The encoding map $e$ maps each source letter to a codeword in $C$ and concatenates them. For any source string $u = ⟨ α_{1} α_{2} \dots α_{k} ⟩ \in (Γ ⊔ Γ^{'})^{+}$ ,

e (u) = e_{2} (α_{1}) * e_{2} (α_{2}) * \dots * e_{2} (α_{k}),

which is a concatenation of elements of $C$ . By the unique parsability lemma, any two different source strings $u \neq = v$ have encodings $e (u), e (v)$ with different $C$ -factorizations; hence $e (u) \neq = e (v)$ . Therefore, $e$ is injective.

Since $e$ is injective, there exists its inverse on the image, $d : Ran e \to (Γ ⊔ Γ^{'})^{+}$ , and for any source string $u$ we have $d (e (u)) = u$ .

Constructing the decoder

We can give a simple greedy decoding algorithm that uses the prefix-free property of $C$ and scans left to right, taking the shortest matching element of $C$ (or deciding directly by the shape of $C$ ):

For an input encoded string $s \in Ran e$ :

Let $i$ point to the current first position of the remaining string;
If $s [i] \neq = γ^{0}$ , then $s [i]$ must be the length-1 codeword for some $a \in Γ ∖ {γ^{0}}$ . Output that letter $a$ and set $i \leftarrow i + 1$ ;
Otherwise ( $s [i] = γ^{0}$ ):
- If $i + 1 ⩽ ∣ s ∣$ and $s [i + 1] = γ^{0}$ , then the current block is $⟨ γ^{0} γ^{0} ⟩$ . Output $γ^{0}$ and set $i \leftarrow i + 2$ ;
- Otherwise (i.e., $s [i + 1] \neq = γ^{0}$ ), read from $i + 1$ a nonempty string $w$ (consisting of letters not equal to $γ^{0}$ ) such that $w \in e_{1} (Γ^{'})$ . Because $e_{1} (Γ^{'})$ is prefix-free and $s$ comes from $e$ , there exists a unique shortest such prefix $w$ . Output $e_{1}^{- 1} (w)$ and set $i \leftarrow i + 1 + ∣ w ∣$ ;
Repeat until $i$ passes the end of the string.

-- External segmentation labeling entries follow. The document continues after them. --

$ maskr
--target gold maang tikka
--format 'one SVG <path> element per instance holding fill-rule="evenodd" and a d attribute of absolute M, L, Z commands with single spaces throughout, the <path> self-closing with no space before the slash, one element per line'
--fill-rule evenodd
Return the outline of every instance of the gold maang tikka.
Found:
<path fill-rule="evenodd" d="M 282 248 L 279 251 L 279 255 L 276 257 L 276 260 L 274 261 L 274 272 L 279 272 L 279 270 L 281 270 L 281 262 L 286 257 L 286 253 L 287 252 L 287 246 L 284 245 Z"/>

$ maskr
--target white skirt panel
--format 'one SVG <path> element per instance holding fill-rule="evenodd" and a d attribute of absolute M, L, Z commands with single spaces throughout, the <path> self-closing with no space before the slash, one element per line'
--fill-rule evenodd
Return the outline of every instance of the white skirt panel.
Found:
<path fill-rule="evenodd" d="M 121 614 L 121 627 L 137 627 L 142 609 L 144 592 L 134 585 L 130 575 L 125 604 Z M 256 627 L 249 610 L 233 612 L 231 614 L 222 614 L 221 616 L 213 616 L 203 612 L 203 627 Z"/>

Because $C$ is prefix-free, the test in steps 2 and 3 is unambiguous at each step. Each output letter indeed corresponds to the codeword of some original single letter. By induction (peeling off one leading block each time), the algorithm recovers $u$ for any $s = e (u)$ .

Uniqueness of the decoder

If there exists another map $d^{'} : Ran e \to (Γ ⊔ Γ^{'})^{+}$ with $d^{'} \circ e = id$ , then for any $u \in (Γ ⊔ Γ^{'})^{+}$ we have $d^{'} (e (u)) = u$ . The $d$ constructed above also satisfies the same equality on the image, so $d^{'}$ and $d$ agree on $Ran e$ . Therefore, the inverse on $Ran e$ is unique.